Myths about puberty can cause unnecessary anxiety in parents. Nakamoto discusses six common misconceptions about pubertal development.
Myth number 1 is that development of pubic hair signals the onset of puberty. Without breast or testicular enlargement, growth of pubic hair (pubarche) and the presence of body odor simply indicate increased adrenal secretion of weak androgens (Table 1). Such changes do not signify activation of the hypothalamic-pituitary-gonadal unit (true puberty). Recent cross-sectional studies suggest that the development of pubic hair may be a normal variation in white girls as young as seven years and in black girls as young as six years. This finding alters the previous definition of premature adrenarche, which has been defined as the growth of pubic hair in girls younger than eight years and in boys younger than nine years.
Myth number 2 is that breast development signals the onset of puberty in girls. Breast enlargement in girls younger than six years is more likely to represent benign premature the-larche than true precocious puberty (Table 2). If precocious puberty is suspected, methods of diagnosis include pelvic ultrasound examination to document uterine enlargement and ultrasensitive assays of luteinizing hormone.
Myth number 3 is that puberty in girls now begins earlier than it did in the past. The average age at menarche (12.8 years) has not fallen in the past 60 years, but the lower age limit for normal thelarche or pubertal onset is now generally considered to be below the eight years of age cited in most texts. Most pediatric endocrinologists, however, still recommend evaluation and follow-up of girls who start thelarche at six to seven years of age. Evaluation is also recommended when boys younger than nine years show signs of puberty, such as penile enlargement, scrotal thinning and accelerated growth. Possible reasons for earlier thelarche or puberty include increased exposure to environmental estrogens, improvement in socioeconomic status or an increased average body weight in children.
Myth number 4 is that menarche signals that the end of growth is near.
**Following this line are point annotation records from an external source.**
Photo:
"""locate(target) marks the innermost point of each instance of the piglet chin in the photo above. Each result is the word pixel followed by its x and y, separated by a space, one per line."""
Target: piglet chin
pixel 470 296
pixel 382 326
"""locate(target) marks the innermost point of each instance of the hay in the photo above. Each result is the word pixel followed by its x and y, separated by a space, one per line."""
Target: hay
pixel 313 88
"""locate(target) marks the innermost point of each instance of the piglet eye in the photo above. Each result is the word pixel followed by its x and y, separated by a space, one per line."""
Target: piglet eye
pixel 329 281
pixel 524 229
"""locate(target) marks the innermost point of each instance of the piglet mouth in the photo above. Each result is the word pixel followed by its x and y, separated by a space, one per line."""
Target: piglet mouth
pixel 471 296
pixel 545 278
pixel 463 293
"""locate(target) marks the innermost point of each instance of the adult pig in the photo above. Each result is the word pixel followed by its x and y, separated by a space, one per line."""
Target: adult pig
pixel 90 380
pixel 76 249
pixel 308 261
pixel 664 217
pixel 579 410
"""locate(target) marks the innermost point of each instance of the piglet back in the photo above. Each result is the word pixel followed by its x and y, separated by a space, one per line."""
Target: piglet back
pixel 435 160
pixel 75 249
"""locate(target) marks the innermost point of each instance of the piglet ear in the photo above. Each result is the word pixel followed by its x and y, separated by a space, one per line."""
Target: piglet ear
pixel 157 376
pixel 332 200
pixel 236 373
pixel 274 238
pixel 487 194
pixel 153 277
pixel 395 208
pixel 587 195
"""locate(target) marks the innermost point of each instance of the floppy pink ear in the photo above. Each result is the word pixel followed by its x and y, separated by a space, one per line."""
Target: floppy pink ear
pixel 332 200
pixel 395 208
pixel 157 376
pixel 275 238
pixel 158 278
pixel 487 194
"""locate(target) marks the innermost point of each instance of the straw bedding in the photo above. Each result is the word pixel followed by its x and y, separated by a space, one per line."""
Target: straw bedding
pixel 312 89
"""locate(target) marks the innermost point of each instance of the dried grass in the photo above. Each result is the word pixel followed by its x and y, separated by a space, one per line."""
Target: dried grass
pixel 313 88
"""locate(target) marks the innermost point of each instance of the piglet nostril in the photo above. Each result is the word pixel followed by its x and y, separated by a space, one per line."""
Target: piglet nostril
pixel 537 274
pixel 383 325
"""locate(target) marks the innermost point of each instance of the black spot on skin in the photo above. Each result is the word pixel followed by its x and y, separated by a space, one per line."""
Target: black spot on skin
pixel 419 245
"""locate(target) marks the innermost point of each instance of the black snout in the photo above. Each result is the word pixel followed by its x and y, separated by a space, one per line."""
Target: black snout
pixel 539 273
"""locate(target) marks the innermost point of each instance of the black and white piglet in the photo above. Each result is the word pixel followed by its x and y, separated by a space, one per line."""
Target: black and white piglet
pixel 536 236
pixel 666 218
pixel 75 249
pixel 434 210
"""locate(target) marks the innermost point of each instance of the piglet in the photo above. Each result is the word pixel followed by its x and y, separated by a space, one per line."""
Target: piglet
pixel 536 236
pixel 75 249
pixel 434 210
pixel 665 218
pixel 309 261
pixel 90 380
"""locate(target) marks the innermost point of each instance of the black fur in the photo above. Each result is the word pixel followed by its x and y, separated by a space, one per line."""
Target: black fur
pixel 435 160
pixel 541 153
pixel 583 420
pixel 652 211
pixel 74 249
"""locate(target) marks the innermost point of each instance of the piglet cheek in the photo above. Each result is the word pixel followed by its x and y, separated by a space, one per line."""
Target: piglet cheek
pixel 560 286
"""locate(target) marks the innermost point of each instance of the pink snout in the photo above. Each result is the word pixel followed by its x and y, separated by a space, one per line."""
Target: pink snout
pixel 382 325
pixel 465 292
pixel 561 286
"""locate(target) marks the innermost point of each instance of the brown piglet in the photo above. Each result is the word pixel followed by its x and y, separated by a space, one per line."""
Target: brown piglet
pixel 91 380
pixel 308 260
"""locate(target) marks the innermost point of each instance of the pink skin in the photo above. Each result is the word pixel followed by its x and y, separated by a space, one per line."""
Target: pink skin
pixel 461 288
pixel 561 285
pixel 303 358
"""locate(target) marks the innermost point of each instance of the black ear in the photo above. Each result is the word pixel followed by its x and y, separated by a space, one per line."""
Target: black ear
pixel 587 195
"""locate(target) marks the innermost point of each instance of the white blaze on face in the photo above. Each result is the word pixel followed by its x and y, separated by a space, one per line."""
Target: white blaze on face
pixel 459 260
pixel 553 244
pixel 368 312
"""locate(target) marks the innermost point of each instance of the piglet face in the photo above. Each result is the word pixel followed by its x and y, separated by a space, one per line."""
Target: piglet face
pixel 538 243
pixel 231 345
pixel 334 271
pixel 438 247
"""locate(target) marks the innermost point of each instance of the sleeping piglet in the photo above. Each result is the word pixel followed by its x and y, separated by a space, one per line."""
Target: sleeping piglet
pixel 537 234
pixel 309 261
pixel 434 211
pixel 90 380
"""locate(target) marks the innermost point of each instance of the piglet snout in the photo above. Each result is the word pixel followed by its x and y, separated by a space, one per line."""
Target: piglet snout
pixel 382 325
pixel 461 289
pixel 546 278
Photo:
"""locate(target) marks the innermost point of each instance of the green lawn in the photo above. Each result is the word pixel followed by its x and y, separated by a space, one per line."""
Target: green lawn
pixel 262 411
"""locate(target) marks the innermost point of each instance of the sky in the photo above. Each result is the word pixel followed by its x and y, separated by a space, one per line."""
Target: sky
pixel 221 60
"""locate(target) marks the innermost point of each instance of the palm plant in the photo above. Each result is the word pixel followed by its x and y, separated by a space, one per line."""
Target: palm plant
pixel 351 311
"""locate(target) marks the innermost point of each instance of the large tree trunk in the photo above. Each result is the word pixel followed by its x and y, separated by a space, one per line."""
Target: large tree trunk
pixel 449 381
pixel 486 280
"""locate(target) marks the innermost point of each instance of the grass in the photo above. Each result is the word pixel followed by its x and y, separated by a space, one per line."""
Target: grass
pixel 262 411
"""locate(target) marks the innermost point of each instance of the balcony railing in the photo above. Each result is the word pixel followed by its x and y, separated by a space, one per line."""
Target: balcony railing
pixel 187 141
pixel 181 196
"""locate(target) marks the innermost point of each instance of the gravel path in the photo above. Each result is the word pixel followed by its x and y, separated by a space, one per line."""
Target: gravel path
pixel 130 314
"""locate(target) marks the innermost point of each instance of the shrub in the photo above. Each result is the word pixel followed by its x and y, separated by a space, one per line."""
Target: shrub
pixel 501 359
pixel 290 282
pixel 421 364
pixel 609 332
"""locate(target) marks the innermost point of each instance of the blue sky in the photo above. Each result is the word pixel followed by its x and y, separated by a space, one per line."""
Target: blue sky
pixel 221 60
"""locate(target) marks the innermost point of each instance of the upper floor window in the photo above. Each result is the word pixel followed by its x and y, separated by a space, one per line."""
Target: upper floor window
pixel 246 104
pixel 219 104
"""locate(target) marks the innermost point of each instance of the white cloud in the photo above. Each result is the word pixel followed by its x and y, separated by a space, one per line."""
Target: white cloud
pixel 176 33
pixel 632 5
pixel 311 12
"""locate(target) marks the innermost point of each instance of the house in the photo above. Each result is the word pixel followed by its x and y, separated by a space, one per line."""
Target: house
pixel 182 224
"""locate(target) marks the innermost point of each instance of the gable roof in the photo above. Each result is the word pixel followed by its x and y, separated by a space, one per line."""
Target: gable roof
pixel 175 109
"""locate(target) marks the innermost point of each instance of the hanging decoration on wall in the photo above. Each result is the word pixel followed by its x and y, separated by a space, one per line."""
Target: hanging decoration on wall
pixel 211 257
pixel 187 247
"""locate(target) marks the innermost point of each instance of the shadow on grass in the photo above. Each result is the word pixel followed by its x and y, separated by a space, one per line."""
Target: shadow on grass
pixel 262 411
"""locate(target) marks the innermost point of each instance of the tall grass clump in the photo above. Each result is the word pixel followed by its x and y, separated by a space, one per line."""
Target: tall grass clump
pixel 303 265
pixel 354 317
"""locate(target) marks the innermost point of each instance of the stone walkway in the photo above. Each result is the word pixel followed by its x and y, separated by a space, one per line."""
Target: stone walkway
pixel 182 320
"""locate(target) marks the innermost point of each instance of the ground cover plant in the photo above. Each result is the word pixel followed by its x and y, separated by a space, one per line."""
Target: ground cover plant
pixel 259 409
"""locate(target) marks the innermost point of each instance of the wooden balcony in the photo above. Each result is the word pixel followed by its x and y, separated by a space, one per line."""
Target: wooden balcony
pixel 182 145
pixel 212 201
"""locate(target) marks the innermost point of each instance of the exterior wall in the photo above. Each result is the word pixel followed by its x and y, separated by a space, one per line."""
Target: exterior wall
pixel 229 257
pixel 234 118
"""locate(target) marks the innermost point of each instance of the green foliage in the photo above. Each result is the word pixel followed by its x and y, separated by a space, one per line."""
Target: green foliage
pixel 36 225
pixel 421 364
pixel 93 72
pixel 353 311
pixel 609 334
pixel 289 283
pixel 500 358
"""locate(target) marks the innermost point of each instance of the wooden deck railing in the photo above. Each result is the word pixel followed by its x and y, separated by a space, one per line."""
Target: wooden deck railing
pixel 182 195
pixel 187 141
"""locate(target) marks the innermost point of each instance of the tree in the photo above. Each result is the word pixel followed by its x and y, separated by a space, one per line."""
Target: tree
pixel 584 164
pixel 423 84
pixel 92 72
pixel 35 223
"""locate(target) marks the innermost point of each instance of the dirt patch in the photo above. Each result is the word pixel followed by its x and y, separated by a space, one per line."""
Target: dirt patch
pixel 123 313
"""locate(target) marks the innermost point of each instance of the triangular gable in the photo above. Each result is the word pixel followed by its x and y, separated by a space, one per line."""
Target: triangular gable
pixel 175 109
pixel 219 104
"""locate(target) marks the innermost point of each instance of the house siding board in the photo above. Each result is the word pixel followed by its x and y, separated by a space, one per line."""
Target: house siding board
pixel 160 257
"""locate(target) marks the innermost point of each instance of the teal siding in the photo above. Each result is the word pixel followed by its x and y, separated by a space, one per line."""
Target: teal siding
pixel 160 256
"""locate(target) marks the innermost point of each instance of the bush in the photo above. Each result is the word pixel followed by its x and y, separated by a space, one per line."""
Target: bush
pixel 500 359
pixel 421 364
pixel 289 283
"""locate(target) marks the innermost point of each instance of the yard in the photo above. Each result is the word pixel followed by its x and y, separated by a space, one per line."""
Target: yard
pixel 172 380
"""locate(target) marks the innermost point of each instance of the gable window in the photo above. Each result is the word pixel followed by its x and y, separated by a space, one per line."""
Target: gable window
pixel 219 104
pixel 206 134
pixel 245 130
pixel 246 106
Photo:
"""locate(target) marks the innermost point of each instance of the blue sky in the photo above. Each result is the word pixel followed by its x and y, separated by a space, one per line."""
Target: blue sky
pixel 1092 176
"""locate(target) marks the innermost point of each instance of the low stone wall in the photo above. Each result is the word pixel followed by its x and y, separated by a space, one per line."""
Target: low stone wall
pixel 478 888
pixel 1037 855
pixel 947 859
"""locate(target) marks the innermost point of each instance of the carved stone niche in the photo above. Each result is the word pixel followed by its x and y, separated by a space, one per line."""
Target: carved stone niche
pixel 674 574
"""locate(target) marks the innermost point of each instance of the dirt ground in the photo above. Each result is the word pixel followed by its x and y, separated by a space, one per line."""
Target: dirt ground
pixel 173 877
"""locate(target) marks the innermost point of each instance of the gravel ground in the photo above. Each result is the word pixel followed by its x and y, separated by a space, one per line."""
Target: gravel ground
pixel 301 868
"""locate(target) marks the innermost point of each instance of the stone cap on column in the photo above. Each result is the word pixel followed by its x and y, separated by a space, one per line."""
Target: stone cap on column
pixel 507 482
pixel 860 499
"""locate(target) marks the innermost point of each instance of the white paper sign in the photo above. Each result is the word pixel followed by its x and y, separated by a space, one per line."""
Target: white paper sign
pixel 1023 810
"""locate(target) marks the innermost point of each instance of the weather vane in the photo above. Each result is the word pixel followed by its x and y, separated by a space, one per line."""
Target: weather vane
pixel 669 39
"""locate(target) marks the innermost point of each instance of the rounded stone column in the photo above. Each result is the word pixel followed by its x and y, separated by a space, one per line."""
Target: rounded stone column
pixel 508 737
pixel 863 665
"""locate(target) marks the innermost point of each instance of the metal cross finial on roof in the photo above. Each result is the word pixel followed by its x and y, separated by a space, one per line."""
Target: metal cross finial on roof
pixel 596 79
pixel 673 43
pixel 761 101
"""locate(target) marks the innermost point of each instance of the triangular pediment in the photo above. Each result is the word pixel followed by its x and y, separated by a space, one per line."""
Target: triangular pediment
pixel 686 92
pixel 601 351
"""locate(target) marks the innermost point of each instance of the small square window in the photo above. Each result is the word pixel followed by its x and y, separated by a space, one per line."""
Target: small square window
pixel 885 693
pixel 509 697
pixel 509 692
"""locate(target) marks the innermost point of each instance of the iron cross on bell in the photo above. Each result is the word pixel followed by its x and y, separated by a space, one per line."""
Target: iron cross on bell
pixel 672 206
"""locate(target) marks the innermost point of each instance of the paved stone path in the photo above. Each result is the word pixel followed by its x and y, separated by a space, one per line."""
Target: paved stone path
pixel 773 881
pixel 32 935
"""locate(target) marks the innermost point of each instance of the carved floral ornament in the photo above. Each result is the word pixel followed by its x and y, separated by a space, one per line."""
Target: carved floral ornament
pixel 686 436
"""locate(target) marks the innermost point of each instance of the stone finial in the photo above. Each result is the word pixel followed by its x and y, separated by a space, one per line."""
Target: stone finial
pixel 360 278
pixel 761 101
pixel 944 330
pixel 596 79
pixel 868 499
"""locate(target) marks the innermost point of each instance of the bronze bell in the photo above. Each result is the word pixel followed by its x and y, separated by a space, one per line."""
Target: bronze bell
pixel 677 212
The reality is that the average gain in height after menarche is about 7 cm (3 inches). The gain in height is even greater (4 inches or more) in girls who menstruate early.
Myth number 5 is that a drop to a lower centile on a height chart always signifies a pathologic condition in an adolescent. In reality, such an adolescent is usually healthy but has a constitutional delay of growth and puberty. Adolescents with this pattern of growth typically drop downward to a lower height centile at 12 to 14 years of age for boys and 10 to 12 years of age for girls. There often is no way to discern between healthy adolescents who are late bloomers and the rare few with a disease. A history and physical examination are important for detecting a disorder that might be responsible for slowed growth. Bone-age radiographs may allow for an estimate of the adolescent's final height.
Myth number 6 is that final height will be shorter if testosterone is administered to boys with constitutional delay. In reality, low-dose testosterone (typically 50 mg monthly, given intramuscularly for three to 12 months) accelerates growth and the development of secondary sex characteristics without impeding adult height. Low doses of anabolic steroids may achieve the same goal but are less commonly used because of potential hepatotoxicity and less satisfying effects on secondary sexual characteristics. At higher dosages, androgens lead to a shorter adult height by promoting maturation of epiphyseal growth plates more rapidly than linear growth. Of course, gonadal enlargement may not continue at the low dosages if the boy has a more permanent deficit of hypothalamic-pituitary function (hypogonadotropic hypogonadism).
The author concludes that benign variants of normal pubertal development are common. The anxiety of parents and children can be relieved by recognizing such patterns of development, thereby avoiding unnecessary testing or referral to subspecialists.